Anne raconte qu’après l’événement, tout le monde, bien sûr, tremblait de peur, et certaines personnes avaient même ressenti le besoin d’aller aux toilettes. Aussitôt, Adolf regarde la porte des toilettes et recule d’un pas.
- Tu as besoin d’y retourner toi aussi ? lui demande durement Saint Nicolas. Ou bien tu crains de voir surgir des Juifs apeurés ?
- Pas du tout ! lui répond crânement Adolf.
Anne témoigne qu’ensuite, pendant de longues heures, plus personne n’a osé parler. La peur avait consommé beaucoup d’énergie chez chacun et tous les organismes étaient fatigués. Angoissée et à demi somnolente, elle se prépare mentalement à un éventuel retour de la police.
- « "Fais au moins disparaître la radio !" soupirait Madame, rapporte-t-elle à propos de Mme Van Daan. "S’ils nous trouvent, répondait Monsieur, ils peuvent bien trouver la radio aussi !" "À ce moment-là, ils trouveront aussi le Journal d’Anne" s’en est mêlé papa !" "Il n’y a qu’à le brûler" a suggéré la plus terrorisée de nous tous. »
- Tu en penses quoi, toi, de ce qui se passe dans la tête de ces gens ? Hein Kitty ! demande Saint Nicolas.
- Je ne suis pas Kitty !
- « Pas mon Journal ! refuse catégoriquement Anne. Mon Journal mais alors moi avec ! »
- Et de l’attachement qu’à Anne pour son journal, tu en penses quoi ?
- Rien du tout !
- « Maintenant, nous devons nous comporter en soldats, professe Anne. Si nous devons y passer, alors d’accord mais pour la reine et la patrie, pour la liberté, la vérité et la justice ! »

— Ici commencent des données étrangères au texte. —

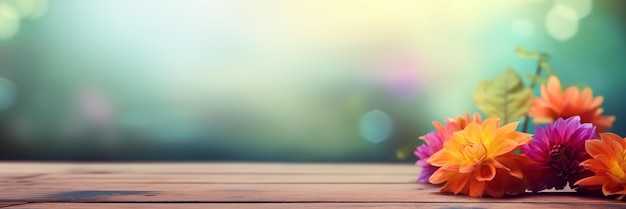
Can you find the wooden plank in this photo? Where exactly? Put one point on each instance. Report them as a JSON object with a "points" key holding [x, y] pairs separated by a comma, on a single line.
{"points": [[203, 168], [7, 204], [212, 178], [608, 204], [137, 192]]}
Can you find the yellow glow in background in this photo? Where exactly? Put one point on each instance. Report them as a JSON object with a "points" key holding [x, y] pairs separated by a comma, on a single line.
{"points": [[310, 80]]}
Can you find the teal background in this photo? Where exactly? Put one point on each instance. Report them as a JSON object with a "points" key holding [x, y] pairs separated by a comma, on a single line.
{"points": [[274, 80]]}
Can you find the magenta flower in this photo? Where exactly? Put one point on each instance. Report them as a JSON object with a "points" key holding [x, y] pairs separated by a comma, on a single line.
{"points": [[434, 142], [557, 152]]}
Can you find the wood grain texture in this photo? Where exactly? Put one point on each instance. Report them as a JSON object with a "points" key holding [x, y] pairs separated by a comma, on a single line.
{"points": [[245, 185], [307, 205], [7, 204]]}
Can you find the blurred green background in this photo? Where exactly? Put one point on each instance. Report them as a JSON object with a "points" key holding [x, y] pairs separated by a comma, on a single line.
{"points": [[277, 80]]}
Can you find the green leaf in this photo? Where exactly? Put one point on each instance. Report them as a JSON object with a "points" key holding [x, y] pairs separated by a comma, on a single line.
{"points": [[504, 97]]}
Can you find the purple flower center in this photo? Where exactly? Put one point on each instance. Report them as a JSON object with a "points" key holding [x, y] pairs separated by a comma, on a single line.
{"points": [[562, 163]]}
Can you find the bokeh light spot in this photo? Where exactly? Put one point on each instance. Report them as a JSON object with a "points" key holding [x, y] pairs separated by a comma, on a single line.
{"points": [[562, 22], [9, 22], [7, 93], [376, 126], [581, 7]]}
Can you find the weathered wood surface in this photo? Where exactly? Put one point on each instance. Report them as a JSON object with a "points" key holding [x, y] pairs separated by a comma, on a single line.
{"points": [[245, 185]]}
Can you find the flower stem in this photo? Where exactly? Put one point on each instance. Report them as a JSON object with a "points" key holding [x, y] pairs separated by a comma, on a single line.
{"points": [[533, 83]]}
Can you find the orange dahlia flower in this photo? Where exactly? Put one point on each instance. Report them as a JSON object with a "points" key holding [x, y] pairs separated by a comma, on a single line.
{"points": [[479, 160], [554, 104], [433, 142], [608, 164]]}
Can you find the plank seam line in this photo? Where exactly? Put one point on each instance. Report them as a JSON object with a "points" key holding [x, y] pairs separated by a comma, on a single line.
{"points": [[16, 204], [311, 202]]}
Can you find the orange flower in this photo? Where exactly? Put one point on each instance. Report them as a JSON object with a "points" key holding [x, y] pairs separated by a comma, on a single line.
{"points": [[608, 164], [479, 160], [433, 142], [555, 104]]}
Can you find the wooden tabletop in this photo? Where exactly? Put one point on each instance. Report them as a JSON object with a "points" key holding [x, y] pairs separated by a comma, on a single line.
{"points": [[245, 185]]}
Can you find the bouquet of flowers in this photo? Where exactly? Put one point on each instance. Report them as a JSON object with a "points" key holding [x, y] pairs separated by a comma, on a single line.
{"points": [[489, 157]]}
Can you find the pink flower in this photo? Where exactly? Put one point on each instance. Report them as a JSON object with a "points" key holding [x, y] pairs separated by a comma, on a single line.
{"points": [[434, 142], [557, 152]]}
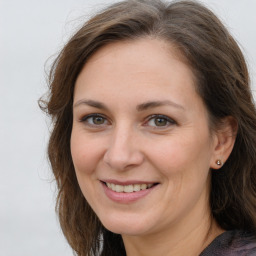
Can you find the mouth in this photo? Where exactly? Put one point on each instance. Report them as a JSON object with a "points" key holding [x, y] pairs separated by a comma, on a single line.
{"points": [[130, 188]]}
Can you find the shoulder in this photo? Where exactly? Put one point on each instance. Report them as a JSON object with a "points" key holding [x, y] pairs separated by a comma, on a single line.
{"points": [[232, 243]]}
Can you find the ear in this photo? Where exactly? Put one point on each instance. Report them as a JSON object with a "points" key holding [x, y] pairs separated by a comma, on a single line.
{"points": [[224, 140]]}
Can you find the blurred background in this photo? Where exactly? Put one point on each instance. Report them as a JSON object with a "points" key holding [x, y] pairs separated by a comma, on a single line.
{"points": [[31, 34]]}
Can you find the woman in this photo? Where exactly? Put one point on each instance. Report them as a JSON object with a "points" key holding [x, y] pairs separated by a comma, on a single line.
{"points": [[153, 142]]}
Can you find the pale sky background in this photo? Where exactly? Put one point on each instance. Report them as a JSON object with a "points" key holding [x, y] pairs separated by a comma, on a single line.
{"points": [[30, 32]]}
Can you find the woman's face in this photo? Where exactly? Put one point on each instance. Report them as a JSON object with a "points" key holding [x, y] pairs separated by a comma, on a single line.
{"points": [[140, 143]]}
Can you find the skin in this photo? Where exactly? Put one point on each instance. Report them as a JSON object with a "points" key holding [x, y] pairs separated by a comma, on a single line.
{"points": [[126, 143]]}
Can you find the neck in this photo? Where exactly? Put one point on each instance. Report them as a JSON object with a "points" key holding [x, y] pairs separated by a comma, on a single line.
{"points": [[185, 239]]}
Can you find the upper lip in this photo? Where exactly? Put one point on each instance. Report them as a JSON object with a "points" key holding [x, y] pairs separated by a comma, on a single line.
{"points": [[128, 182]]}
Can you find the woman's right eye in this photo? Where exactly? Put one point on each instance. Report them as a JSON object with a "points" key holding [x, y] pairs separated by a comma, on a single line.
{"points": [[94, 120]]}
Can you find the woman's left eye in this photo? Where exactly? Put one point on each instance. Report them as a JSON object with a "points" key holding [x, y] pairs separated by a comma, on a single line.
{"points": [[160, 121], [94, 120]]}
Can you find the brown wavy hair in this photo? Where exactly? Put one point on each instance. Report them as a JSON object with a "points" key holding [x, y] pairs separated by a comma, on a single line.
{"points": [[222, 82]]}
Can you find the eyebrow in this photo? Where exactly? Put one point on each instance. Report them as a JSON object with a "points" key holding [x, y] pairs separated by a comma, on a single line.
{"points": [[154, 104], [91, 103], [140, 107]]}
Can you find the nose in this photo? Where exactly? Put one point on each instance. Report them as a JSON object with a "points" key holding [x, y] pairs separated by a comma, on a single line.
{"points": [[123, 151]]}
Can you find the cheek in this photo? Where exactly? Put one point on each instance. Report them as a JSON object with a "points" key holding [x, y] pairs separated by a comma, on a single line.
{"points": [[85, 154], [183, 154]]}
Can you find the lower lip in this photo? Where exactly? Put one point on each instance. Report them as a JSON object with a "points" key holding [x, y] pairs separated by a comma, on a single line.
{"points": [[126, 197]]}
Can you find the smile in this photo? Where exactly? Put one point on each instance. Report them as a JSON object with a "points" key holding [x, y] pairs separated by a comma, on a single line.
{"points": [[128, 188]]}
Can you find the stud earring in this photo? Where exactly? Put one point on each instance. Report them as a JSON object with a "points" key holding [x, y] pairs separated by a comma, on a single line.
{"points": [[219, 162]]}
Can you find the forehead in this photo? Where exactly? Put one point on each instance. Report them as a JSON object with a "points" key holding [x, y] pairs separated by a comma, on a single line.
{"points": [[147, 66]]}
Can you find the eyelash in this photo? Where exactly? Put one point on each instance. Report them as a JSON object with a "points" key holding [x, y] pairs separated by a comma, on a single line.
{"points": [[86, 119], [168, 120], [154, 118]]}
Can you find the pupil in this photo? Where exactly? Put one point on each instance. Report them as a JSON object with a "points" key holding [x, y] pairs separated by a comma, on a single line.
{"points": [[98, 120], [160, 122]]}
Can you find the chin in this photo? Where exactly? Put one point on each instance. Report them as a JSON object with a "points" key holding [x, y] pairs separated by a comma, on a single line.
{"points": [[123, 226]]}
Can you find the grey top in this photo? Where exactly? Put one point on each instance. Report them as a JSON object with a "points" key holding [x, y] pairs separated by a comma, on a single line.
{"points": [[232, 243]]}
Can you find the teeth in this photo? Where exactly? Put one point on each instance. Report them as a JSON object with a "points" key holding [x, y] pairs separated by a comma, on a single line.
{"points": [[128, 188]]}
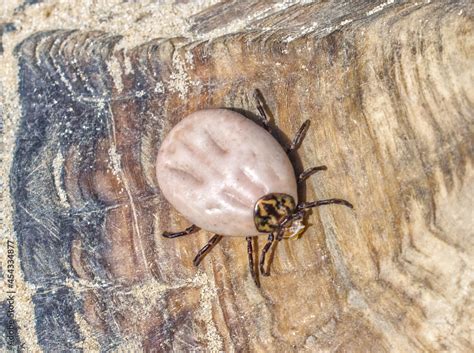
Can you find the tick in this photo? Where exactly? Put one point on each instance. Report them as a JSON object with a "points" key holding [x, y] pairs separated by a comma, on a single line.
{"points": [[229, 176]]}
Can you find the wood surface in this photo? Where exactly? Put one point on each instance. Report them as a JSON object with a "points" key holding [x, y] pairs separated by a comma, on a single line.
{"points": [[388, 87]]}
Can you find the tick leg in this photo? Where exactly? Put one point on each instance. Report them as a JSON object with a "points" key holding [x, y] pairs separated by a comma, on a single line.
{"points": [[298, 137], [187, 231], [251, 265], [206, 248], [308, 172], [260, 103], [305, 205], [264, 253]]}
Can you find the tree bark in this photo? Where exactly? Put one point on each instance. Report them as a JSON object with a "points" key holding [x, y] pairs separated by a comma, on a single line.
{"points": [[388, 88]]}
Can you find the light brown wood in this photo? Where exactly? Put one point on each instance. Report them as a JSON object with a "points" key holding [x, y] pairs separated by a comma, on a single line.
{"points": [[389, 92]]}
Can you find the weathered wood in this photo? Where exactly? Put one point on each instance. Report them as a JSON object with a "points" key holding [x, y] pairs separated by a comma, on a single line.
{"points": [[389, 92]]}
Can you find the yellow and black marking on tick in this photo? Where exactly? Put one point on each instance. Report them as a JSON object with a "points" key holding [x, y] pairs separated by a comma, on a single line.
{"points": [[271, 209]]}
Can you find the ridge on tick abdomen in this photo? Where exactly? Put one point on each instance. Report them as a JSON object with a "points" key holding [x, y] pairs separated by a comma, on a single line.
{"points": [[216, 164]]}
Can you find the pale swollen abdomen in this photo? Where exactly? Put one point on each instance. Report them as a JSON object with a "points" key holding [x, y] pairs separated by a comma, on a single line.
{"points": [[215, 164]]}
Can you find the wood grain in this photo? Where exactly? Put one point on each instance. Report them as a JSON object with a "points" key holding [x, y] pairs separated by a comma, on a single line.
{"points": [[390, 96]]}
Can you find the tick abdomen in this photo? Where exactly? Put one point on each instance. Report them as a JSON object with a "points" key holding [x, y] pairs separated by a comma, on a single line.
{"points": [[215, 164]]}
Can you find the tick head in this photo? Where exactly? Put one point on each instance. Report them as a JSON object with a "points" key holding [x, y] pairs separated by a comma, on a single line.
{"points": [[270, 210]]}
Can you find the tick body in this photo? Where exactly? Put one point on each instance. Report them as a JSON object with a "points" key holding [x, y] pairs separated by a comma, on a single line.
{"points": [[216, 164], [230, 176]]}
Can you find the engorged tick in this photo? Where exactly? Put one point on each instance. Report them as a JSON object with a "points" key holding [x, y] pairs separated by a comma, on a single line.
{"points": [[228, 175]]}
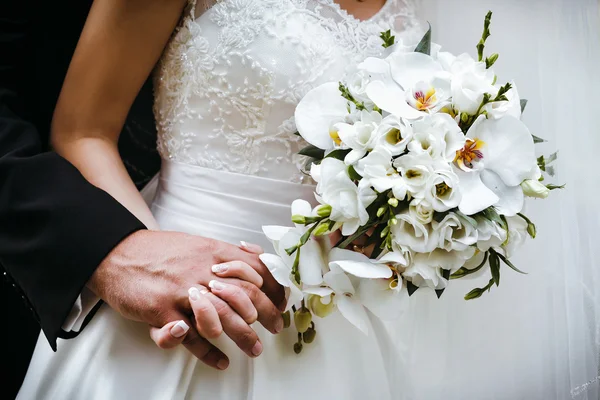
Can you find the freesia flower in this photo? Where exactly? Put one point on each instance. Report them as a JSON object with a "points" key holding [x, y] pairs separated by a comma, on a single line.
{"points": [[534, 188], [455, 233], [517, 234], [317, 114], [470, 81], [419, 86], [359, 136], [438, 135], [348, 201], [512, 107], [443, 191], [409, 232], [377, 171], [496, 158], [394, 134], [344, 292]]}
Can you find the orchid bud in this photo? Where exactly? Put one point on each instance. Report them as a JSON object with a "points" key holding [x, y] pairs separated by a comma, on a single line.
{"points": [[309, 335], [321, 229], [531, 230], [302, 320], [319, 308], [286, 319], [299, 219], [533, 188], [324, 210], [298, 347]]}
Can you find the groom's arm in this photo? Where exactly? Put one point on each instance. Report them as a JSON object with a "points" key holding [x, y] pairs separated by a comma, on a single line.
{"points": [[55, 227]]}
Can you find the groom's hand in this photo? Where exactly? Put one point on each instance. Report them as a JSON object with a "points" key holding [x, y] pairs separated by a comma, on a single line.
{"points": [[148, 275]]}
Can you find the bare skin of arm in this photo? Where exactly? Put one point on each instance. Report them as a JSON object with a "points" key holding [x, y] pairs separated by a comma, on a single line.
{"points": [[147, 277]]}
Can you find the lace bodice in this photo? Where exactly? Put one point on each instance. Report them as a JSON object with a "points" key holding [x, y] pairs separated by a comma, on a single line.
{"points": [[232, 74]]}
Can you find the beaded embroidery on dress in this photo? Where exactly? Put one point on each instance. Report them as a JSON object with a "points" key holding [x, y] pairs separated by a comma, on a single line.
{"points": [[226, 90], [230, 78]]}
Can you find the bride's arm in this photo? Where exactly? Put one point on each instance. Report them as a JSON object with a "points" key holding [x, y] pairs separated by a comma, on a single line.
{"points": [[120, 44]]}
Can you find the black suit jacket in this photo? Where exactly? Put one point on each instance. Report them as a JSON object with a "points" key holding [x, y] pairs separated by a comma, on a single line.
{"points": [[55, 227]]}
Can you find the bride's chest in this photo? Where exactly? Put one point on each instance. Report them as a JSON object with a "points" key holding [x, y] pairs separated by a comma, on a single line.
{"points": [[283, 46]]}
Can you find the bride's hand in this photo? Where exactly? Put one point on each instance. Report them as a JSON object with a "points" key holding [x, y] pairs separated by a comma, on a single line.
{"points": [[237, 275], [147, 278]]}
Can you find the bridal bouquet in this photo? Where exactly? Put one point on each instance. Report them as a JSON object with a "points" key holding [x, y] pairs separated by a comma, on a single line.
{"points": [[422, 164]]}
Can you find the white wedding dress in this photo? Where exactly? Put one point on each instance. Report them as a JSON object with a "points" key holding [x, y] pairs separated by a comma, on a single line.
{"points": [[226, 90], [225, 96]]}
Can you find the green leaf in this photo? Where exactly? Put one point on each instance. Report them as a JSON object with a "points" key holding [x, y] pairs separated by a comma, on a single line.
{"points": [[495, 268], [491, 214], [537, 139], [348, 241], [355, 176], [339, 154], [312, 151], [411, 288], [424, 45], [470, 220], [446, 275], [530, 225], [461, 273], [485, 35], [507, 262], [476, 293], [388, 38]]}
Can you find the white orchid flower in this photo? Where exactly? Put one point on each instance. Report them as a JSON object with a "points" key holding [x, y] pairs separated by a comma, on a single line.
{"points": [[318, 112], [512, 107], [426, 269], [359, 136], [443, 190], [497, 157], [377, 170], [421, 210], [394, 134], [416, 169], [312, 263], [454, 233], [489, 234], [349, 271], [470, 81], [409, 232], [517, 234], [419, 86], [348, 201], [438, 135]]}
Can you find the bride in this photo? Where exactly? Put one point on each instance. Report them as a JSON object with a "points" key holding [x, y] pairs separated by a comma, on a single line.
{"points": [[226, 88]]}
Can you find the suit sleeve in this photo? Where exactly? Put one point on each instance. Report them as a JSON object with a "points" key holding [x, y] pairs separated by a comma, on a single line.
{"points": [[55, 227]]}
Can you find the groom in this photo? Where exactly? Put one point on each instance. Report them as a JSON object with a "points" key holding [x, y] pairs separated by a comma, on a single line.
{"points": [[61, 237]]}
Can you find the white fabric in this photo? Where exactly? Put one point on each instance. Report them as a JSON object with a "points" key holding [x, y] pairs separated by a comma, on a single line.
{"points": [[226, 90], [535, 336], [87, 300]]}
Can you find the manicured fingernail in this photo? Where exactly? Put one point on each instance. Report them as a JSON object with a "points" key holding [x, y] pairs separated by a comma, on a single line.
{"points": [[254, 248], [222, 364], [219, 268], [216, 285], [179, 329], [279, 325], [194, 293], [257, 349]]}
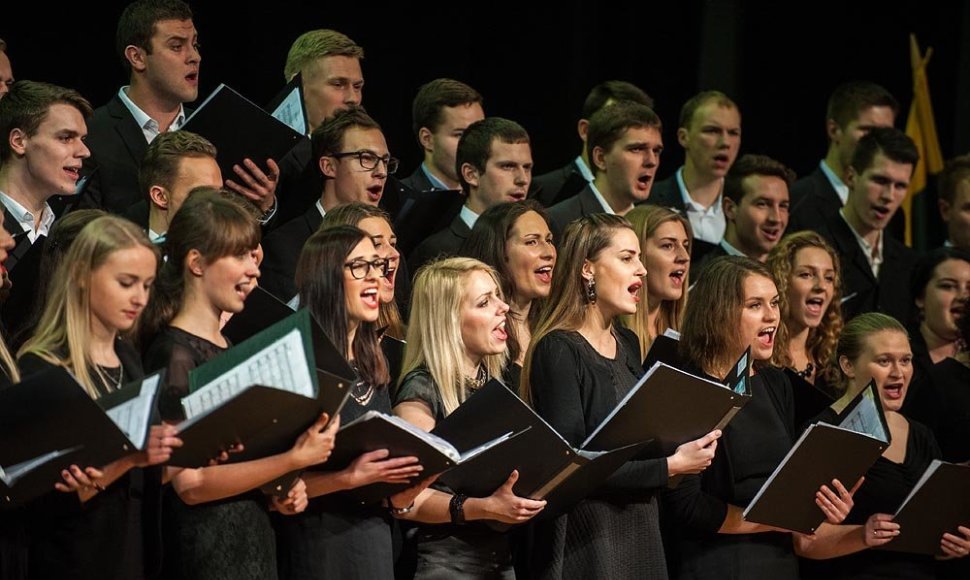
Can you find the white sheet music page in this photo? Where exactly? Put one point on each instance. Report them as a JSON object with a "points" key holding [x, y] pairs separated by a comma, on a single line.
{"points": [[281, 365], [133, 416]]}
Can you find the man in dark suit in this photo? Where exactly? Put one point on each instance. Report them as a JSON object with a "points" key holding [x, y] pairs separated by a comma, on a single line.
{"points": [[353, 158], [561, 184], [954, 201], [440, 113], [158, 46], [41, 152], [176, 163], [756, 204], [625, 142], [494, 166], [328, 63], [876, 268], [854, 108]]}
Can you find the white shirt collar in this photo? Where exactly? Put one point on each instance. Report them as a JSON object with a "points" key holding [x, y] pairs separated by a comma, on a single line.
{"points": [[837, 184], [583, 168], [468, 216], [149, 127], [26, 219], [599, 197]]}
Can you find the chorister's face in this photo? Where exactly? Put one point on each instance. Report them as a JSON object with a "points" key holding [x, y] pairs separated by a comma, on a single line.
{"points": [[482, 316], [888, 359], [759, 317], [531, 257], [120, 288], [666, 256]]}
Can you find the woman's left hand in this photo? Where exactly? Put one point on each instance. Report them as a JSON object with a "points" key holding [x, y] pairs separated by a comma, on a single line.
{"points": [[837, 504], [956, 546]]}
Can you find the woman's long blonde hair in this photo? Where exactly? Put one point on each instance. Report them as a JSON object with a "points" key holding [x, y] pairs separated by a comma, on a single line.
{"points": [[822, 340], [645, 220], [64, 331], [434, 335]]}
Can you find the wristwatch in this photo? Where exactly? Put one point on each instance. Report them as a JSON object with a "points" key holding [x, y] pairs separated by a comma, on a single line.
{"points": [[399, 511]]}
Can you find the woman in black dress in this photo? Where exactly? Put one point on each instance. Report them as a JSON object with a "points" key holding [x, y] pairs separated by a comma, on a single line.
{"points": [[735, 306], [665, 242], [579, 367], [941, 284], [456, 341], [13, 548], [217, 525], [808, 274], [338, 277], [514, 238], [103, 527], [875, 347]]}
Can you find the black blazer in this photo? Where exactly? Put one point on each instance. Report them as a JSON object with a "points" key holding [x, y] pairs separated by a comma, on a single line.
{"points": [[557, 185], [281, 251], [666, 193], [300, 185], [117, 147], [563, 213], [861, 291], [445, 243], [23, 267]]}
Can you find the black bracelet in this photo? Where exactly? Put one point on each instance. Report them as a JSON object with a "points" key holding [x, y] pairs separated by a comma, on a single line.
{"points": [[457, 508]]}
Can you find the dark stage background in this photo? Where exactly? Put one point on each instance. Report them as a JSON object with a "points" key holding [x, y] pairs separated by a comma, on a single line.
{"points": [[778, 60]]}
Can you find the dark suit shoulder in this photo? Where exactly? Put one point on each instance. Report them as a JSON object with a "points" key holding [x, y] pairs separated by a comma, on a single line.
{"points": [[666, 193], [282, 249], [445, 243], [557, 185]]}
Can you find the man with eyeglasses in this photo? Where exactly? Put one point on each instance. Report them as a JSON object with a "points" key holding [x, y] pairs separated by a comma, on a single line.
{"points": [[351, 153]]}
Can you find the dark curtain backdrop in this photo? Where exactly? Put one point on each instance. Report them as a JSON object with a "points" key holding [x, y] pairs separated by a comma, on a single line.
{"points": [[535, 64]]}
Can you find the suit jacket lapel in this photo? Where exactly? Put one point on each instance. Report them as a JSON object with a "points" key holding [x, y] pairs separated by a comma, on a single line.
{"points": [[128, 130]]}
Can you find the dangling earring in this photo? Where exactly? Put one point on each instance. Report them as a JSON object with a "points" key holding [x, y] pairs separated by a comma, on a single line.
{"points": [[591, 291]]}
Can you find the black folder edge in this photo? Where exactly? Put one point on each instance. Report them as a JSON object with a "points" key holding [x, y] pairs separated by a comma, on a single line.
{"points": [[738, 378], [262, 310], [869, 391], [936, 496], [594, 441], [872, 392], [295, 84], [780, 503], [89, 438], [274, 140]]}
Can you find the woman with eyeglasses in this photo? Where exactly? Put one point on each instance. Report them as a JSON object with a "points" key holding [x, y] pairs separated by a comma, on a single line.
{"points": [[377, 223], [216, 525], [339, 279]]}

- Pareille bravoure chez une demoiselle qui craint pour sa vie ne mérite-t-elle pas une vraie reconnaissance ?
Adolf ne répond pas. Il écoute Anne qui, informations prises, précise que c’était finalement le veilleur de nuit qui, en faisant sa ronde le long des canaux en compagnie de ses deux chiens comme tous les soirs, avait découvert le trou dans la porte de l’entrepôt et avait inspecté les lieux jusqu’à la porte-bibliothèque en oubliant d’éteindre la lumière après coup.
- Tu vois ? Ce n’était pas la Gestapo ! commente Saint Nicolas. Tu n’as donc pas de raison d’être déçu !
- « Aucun de nous n’a jamais connu un aussi grand danger que cette nuit-là, dit Anne. Dieu nous a vraiment accordé sa protection. »
- Je ne suis pas déçu ! Je dis simplement que j‘aurais pu faire quelque chose !
- « Cette nuit-là, j’ai su que je devais mourir, j’étais prête comme les soldats sur le champ de bataille. Je sais que je suis une femme riche d’une force intérieure et pleine de courage ! »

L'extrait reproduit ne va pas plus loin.